O que acontece quando Smith resolve colocar a dupla como protagonista? Bom, eis que surge O Império (do Besteirol) Contra-Ataca – que, com ou sem título bizarro em português, é um filme de bosta, talvez a pior coisa que Smith já tenha dirigido na vida (e pense que ele já foi responsável por um filme de terror sobre um cara que vira uma morsa). A animação Jay & Silent Bob’s Super Groovy Cartoon Movie, lançada em 2013 como uma adaptação dos gibis de Bluntman & Chronic, também tá longe de ser lá um primor de originalidade e bom humor. Coloque os dois sob os holofotes durante duas horas e o meu grande medo é que apareçam apenas tiradas sobre bunda, pinto, peido, peitos e, claro, maconha.

Não que piadas escrotas, saídas daquele típico humor babaca e juvenil, sejam exatamente um problema. Adoramos essas merdas. Mas digamos que elas funcionam muito melhor quando ganham outra camada, né? Quando não temos duas horas de filmes APENAS E TÃO SOMENTE com tiradas sobre bunda, pinto, peido e peitos. Quando estão dentro de um conceito diferente, quando são ressignificadas... e quando tão dentro de contexto. Principalmente isso. Até o clubinho do trio Seth Rogen, Evan Goldberg e Judd Patow, com um tipo de humor que certas vezes é bastante questionável, já sacou isso.
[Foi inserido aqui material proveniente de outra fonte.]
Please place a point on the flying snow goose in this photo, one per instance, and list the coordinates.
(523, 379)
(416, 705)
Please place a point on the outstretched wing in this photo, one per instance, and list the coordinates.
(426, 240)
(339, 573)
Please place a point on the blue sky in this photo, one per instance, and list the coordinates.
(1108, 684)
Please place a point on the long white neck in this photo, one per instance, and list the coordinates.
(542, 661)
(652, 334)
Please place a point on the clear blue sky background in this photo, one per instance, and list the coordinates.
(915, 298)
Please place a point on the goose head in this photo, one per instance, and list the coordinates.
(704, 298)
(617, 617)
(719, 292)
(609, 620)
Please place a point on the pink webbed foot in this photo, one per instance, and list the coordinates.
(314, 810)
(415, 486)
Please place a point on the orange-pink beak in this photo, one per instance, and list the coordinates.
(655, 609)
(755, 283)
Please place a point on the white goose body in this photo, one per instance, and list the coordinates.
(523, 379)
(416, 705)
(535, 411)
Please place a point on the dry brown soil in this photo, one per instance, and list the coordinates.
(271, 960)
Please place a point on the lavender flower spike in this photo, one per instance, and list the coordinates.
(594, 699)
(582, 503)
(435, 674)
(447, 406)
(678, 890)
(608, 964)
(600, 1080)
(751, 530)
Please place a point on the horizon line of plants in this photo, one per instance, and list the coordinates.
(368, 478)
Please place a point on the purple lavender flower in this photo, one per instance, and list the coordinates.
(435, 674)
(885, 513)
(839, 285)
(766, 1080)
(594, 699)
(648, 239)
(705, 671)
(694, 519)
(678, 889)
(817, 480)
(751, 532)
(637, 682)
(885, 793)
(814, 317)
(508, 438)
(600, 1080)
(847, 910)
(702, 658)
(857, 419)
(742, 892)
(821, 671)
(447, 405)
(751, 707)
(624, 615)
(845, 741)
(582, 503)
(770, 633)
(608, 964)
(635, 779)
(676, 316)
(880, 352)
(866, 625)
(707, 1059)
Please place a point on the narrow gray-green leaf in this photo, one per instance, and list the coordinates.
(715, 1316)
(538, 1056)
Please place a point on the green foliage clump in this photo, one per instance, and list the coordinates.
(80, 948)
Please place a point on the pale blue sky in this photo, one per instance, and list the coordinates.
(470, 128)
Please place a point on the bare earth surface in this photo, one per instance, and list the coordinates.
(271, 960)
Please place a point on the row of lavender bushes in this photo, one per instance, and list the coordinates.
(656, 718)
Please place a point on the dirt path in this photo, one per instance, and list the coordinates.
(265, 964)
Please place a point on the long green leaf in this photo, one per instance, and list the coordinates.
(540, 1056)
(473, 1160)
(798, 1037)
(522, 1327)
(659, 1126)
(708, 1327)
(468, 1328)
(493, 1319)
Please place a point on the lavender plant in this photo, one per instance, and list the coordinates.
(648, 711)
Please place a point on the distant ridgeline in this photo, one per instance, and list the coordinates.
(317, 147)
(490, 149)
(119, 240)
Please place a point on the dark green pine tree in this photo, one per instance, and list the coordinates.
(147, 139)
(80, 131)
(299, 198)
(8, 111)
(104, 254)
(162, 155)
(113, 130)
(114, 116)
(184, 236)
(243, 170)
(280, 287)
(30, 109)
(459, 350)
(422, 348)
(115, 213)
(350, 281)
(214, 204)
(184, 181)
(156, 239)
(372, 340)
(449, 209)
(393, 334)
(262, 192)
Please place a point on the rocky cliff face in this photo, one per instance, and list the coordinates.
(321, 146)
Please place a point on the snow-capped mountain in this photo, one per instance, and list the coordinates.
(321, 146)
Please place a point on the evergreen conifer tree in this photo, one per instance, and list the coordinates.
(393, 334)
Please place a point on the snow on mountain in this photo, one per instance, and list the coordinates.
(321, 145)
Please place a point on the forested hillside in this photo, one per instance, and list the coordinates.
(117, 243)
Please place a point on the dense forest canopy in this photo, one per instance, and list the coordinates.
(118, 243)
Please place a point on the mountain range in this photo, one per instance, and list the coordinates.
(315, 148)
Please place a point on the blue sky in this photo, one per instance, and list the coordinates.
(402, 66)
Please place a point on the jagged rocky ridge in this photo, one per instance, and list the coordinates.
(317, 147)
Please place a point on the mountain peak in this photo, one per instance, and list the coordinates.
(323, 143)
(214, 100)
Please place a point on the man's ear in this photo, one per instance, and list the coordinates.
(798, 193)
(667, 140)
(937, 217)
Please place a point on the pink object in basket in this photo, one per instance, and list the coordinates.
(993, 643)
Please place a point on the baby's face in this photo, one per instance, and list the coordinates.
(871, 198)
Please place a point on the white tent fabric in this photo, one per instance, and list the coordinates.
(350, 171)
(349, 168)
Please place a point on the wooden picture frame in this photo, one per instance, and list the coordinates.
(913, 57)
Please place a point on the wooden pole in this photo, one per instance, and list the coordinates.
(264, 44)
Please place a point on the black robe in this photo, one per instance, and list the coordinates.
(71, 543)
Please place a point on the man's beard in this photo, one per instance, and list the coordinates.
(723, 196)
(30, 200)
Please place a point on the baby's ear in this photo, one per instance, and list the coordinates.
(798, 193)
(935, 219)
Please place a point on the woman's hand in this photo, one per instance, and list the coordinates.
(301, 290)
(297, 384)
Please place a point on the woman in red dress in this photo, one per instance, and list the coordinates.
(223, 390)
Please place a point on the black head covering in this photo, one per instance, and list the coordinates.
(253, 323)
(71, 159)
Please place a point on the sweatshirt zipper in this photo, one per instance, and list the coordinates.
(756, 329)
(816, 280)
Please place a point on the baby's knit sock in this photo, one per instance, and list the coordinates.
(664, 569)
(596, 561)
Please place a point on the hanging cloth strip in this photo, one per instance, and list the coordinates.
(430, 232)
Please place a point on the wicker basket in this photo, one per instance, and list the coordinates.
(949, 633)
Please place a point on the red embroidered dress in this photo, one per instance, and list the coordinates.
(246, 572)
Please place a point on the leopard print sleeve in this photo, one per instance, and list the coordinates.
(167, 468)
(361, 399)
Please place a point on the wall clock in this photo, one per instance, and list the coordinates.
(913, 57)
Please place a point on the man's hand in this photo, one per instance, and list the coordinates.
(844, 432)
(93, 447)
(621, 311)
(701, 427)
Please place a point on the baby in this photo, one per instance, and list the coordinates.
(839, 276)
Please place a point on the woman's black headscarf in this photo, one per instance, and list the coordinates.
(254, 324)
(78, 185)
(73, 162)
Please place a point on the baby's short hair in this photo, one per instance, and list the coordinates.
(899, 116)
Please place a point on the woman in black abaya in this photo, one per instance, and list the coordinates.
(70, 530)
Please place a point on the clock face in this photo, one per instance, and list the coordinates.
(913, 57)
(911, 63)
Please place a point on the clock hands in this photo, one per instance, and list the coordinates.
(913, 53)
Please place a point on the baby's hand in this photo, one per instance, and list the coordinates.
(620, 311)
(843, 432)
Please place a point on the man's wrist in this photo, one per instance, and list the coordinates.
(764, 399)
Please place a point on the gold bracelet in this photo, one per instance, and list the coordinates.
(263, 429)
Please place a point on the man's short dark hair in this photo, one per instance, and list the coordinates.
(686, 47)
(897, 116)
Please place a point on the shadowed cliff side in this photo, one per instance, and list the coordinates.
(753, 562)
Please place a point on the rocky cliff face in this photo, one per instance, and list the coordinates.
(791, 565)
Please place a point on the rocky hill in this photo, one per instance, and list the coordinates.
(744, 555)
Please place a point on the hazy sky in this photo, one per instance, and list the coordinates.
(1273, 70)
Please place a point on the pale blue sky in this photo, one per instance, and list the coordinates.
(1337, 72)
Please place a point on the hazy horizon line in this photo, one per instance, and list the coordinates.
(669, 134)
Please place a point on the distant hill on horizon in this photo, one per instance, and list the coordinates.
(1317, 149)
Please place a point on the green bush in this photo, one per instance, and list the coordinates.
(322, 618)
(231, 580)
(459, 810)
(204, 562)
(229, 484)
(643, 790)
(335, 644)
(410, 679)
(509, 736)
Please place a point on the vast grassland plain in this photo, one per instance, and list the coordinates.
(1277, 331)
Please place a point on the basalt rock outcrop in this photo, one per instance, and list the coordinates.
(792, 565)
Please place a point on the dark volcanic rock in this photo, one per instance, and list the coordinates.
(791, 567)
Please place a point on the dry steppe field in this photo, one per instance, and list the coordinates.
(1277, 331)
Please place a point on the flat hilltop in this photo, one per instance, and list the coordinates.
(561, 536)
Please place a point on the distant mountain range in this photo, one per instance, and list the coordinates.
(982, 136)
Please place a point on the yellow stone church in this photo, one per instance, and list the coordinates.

A gente que acompanhou os primeiros filmes do Kevin Smith cresceu. Envelheceu. Aprendeu. Quem vê as entrevistas recentes do Smith sabe que até ELE é outro cara, mais maduro, que tá ligado em como a porra do mundo mudou (ainda bem). Se é o caso de chamar o filme de Jay and Silent Bob Reboot, talvez também seja o caso de fazer um reboot metalinguístico aqui e dar uma chacoalhada nos personagens. Afinal, tem gente fazendo besteirol bem melhor do que Kevin Smith nos dias de hoje. O cara vai precisar MESMO se atualizar pra continuar no jogo e contra-atacar de verdade.